Italian banks now have a shocking 18.1% delinquent loan rate. The European Commission has allowed Italy to use government guarantees of up to 150 billion euros for short-term liquidity support to banks, but that is not enough. Italian Prime Minister Matteo Renzi is determined to defy Brussels and intervene with public funds to save the Italian banking system. This intervention naturally further undermines the euro, since it creates the impression that both Brussels and the European Central Bank are losing control.

Don’t Put Too Much Credence in Monthly Jobs Reports

The market fell in early June on weak job creation and it rallied Friday on a strong jobs report, but monthly jobs reports are just not that big of a deal anymore, since declining market interest rates are messing up any plan for the Fed to raise key interest rates in the upcoming months. These job reports are also subject to massive revisions in future months.

On Friday, the Labor Department announced that 287,000 new payroll jobs were created in June, substantially higher than economists’ consensus estimate of 170,000; but the May payroll report was revised down to only 11,000 (vs. 38,000 previously reported), while the April payroll total was revised up 21,000 to 144,000 jobs (up from 123,000). Expect more revisions in August.

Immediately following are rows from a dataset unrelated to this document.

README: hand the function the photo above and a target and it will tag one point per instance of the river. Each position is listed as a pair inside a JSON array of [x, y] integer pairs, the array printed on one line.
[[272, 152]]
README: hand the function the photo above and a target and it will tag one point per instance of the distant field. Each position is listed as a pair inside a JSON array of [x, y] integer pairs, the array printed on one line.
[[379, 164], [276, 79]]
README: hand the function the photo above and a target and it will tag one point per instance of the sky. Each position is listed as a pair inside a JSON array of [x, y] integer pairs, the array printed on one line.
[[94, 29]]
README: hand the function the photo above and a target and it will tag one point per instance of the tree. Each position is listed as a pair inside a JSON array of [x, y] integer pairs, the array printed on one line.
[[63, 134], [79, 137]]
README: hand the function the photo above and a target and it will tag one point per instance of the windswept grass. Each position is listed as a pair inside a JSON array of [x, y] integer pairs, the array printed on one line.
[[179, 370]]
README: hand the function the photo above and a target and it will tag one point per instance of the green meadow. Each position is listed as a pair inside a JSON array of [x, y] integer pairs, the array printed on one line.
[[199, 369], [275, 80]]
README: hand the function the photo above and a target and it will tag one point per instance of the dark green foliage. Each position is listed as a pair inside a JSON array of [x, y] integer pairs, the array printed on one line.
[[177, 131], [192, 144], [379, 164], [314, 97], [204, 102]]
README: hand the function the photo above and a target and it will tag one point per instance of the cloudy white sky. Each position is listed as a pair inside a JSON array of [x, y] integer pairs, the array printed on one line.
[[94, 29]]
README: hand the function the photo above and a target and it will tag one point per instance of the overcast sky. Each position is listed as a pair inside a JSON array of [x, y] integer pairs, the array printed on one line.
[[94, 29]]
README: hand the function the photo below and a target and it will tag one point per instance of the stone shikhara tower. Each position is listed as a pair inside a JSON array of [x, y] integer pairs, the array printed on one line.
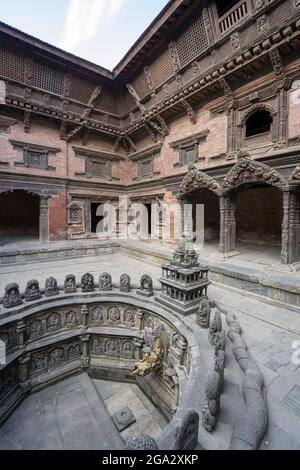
[[184, 282]]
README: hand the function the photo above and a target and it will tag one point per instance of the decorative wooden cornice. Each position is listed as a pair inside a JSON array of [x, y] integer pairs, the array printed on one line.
[[96, 154], [150, 151], [191, 138], [32, 146]]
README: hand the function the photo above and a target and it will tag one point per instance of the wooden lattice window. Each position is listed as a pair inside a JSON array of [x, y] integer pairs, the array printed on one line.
[[162, 69], [12, 63], [192, 41], [81, 89], [48, 76]]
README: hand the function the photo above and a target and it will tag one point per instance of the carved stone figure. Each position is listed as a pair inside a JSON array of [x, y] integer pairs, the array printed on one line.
[[87, 283], [151, 361], [35, 329], [53, 322], [215, 328], [114, 314], [186, 435], [105, 282], [51, 287], [146, 288], [127, 350], [71, 320], [74, 351], [32, 291], [211, 409], [129, 317], [96, 346], [70, 284], [12, 296], [125, 283], [203, 315], [56, 358], [112, 348], [97, 315], [141, 442]]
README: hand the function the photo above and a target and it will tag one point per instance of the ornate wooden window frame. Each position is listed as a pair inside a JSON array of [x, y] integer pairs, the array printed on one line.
[[190, 143], [28, 149], [92, 157], [143, 157]]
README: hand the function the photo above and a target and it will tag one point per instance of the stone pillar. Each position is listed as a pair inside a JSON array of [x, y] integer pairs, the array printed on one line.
[[85, 316], [21, 328], [227, 226], [138, 343], [290, 248], [140, 318], [25, 383], [85, 352], [44, 220]]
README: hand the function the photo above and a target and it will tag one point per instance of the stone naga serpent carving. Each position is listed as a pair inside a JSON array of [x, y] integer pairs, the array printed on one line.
[[251, 428]]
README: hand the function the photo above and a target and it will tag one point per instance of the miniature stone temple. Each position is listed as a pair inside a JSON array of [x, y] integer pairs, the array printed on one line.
[[184, 282]]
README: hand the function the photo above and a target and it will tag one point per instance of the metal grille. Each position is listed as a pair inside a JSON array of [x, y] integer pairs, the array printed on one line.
[[12, 63], [141, 86], [162, 69], [192, 42], [99, 169], [107, 102], [48, 76], [81, 90], [127, 103]]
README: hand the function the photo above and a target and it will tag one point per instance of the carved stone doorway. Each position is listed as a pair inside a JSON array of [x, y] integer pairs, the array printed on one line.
[[19, 217]]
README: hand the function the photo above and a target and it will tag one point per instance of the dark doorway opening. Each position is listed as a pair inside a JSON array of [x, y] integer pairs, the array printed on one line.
[[95, 219], [258, 123], [19, 217]]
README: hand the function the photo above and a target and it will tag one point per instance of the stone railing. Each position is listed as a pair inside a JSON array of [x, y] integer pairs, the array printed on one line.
[[102, 332]]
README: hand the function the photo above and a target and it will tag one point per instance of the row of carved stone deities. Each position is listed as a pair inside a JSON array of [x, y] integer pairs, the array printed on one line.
[[13, 297], [252, 426]]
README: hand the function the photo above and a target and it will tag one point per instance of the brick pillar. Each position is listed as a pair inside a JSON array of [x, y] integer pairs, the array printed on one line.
[[290, 240], [44, 220], [227, 225]]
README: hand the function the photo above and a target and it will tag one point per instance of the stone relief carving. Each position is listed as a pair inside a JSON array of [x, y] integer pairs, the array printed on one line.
[[186, 435], [105, 282], [96, 346], [114, 314], [53, 322], [32, 291], [71, 320], [12, 296], [74, 351], [51, 288], [87, 283], [203, 315], [56, 358], [97, 315], [125, 283], [151, 362], [75, 213], [196, 179], [146, 288], [215, 329], [35, 329], [70, 284], [129, 316], [247, 170]]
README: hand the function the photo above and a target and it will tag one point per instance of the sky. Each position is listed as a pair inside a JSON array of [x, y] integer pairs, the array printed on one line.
[[101, 31]]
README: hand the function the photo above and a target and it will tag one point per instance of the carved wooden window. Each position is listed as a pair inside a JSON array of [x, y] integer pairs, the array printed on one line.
[[97, 168], [192, 42], [12, 63], [258, 123], [48, 76]]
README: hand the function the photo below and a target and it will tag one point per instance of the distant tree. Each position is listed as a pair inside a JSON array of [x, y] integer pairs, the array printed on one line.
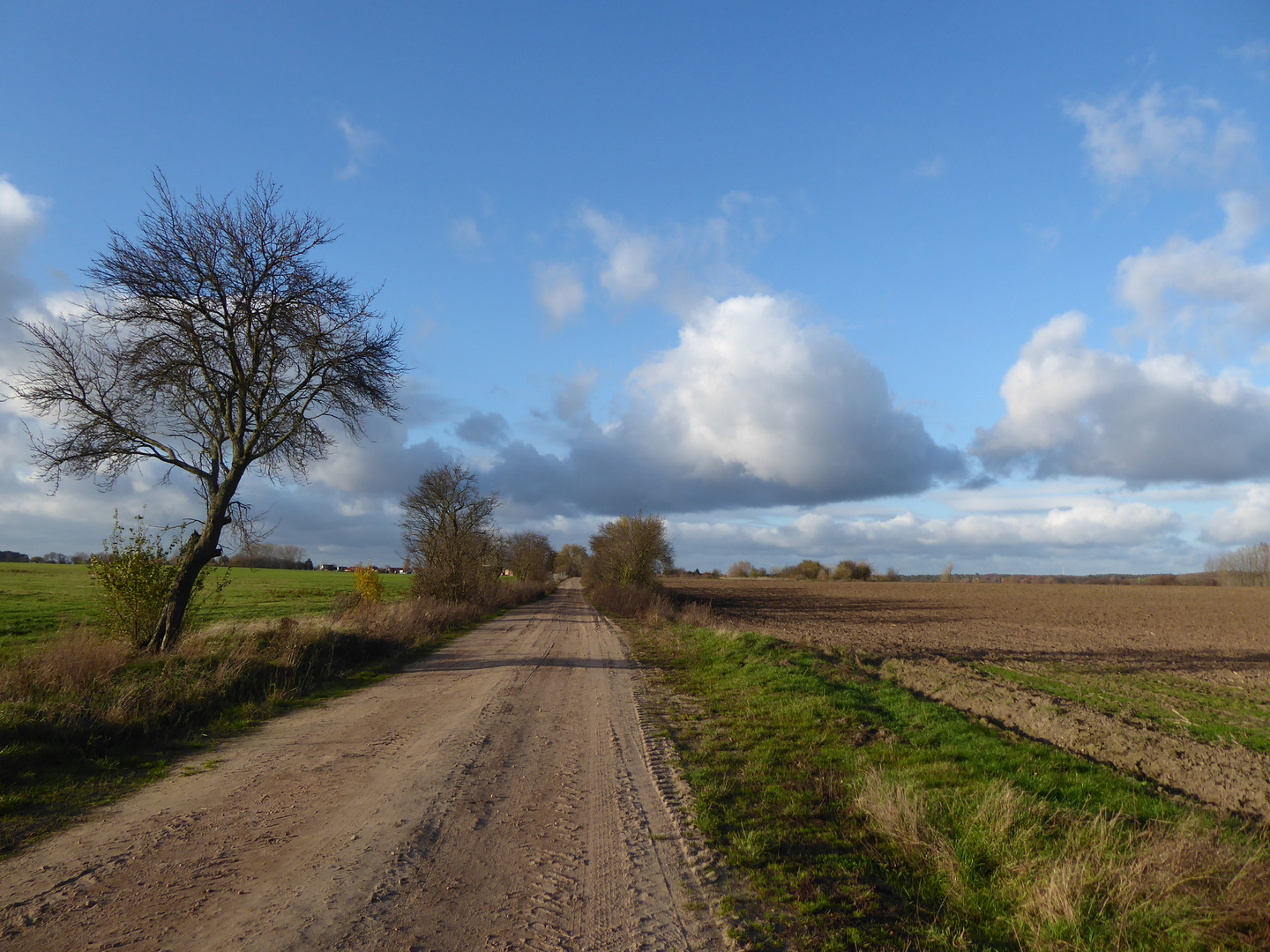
[[265, 555], [807, 569], [572, 560], [630, 550], [852, 570], [1249, 565], [449, 533], [528, 555], [213, 344]]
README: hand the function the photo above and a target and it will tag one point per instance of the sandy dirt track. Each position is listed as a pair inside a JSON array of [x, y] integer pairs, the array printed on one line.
[[499, 795]]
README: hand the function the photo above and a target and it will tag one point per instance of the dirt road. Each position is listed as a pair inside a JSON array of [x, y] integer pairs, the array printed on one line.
[[499, 795]]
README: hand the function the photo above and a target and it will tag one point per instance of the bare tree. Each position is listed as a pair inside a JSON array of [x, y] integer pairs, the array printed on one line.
[[211, 344], [447, 528], [528, 555], [572, 560], [630, 551]]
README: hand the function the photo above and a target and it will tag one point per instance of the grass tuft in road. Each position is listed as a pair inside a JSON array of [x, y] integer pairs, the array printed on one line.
[[863, 816]]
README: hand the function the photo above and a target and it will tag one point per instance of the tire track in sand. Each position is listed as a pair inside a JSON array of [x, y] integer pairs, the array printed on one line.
[[496, 796]]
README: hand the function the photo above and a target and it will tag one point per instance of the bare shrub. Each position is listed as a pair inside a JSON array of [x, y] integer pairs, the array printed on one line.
[[1244, 566], [572, 560], [851, 570], [630, 550], [447, 528], [528, 555]]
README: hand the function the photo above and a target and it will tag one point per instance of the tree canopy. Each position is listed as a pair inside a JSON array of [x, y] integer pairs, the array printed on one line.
[[213, 343]]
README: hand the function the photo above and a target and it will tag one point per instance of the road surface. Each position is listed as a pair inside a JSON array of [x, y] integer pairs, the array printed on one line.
[[499, 795]]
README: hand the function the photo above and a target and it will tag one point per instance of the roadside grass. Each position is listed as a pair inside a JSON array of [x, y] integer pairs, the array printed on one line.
[[1177, 703], [86, 720], [40, 600], [863, 816]]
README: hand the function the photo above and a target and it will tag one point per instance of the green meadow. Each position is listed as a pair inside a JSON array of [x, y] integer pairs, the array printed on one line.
[[40, 600]]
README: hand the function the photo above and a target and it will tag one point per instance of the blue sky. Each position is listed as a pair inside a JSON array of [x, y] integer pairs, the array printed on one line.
[[973, 283]]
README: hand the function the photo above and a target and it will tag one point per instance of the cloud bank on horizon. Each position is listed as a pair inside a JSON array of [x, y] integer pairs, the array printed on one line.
[[765, 433]]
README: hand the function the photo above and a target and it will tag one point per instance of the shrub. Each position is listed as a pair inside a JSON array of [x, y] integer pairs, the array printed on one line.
[[1244, 566], [630, 551], [367, 582], [852, 571], [133, 576], [572, 560], [450, 537], [528, 555]]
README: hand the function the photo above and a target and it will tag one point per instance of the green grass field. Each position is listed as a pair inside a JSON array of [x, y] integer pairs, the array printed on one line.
[[38, 600]]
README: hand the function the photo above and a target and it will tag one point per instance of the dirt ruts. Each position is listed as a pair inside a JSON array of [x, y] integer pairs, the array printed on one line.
[[499, 795], [1229, 777]]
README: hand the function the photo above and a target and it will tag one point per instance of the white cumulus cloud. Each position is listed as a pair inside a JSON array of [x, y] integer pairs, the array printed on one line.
[[559, 292], [362, 144], [465, 235], [931, 167], [1186, 280], [1166, 133], [1247, 522], [1074, 410], [751, 407], [631, 258]]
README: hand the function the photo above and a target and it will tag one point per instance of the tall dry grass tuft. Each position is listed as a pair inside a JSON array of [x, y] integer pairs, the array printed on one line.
[[1062, 877], [72, 663], [900, 814]]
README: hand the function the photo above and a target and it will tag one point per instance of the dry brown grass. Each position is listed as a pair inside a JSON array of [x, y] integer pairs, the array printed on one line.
[[89, 691], [1058, 871]]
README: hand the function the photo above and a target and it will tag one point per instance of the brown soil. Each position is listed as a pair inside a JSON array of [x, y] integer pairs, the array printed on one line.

This monthly volatility – 11,000 in May vs. 287,000 in June – is disturbing. Even though the May payroll report was unusually low due to the 35,000 Verizon (NYSE:VZ) workers on strike, these job reports are too volatile to trust. In addition, we see the unemployment rate rising to 4.9% in June (with 287,000 new jobs), up from 4.7% in May, when only 11,000 jobs were created. The reason is that more folks entered the workforce in June. In addition, average hourly wages rose by only 0.1% (2 cents) to $25.61 per hour. Fed Chair Janet Yellen wants to see significant real wage growth, so the Fed is not expected to raise interest rates in July.

The Federal Open Market Committee (FOMC) minutes were released on Wednesday, revealing a divided Fed that debated the health of the labor market, the economic outlook, and whether or not inflation was brewing. In other words, the FOMC members did not agree on much of anything. Due to the fact that the FOMC members could not agree, they agreed that it would be “prudent to wait” for additional economic data to get a better handle on the economy. Translated from Fedspeak, the Fed is unlikely to raise rates until (1) there is consensus among FOMC members, (2) stronger economic data, and (3) market rates rise.

Disclosure: *Navellier may hold securities in one or more investment strategies offered to its clients.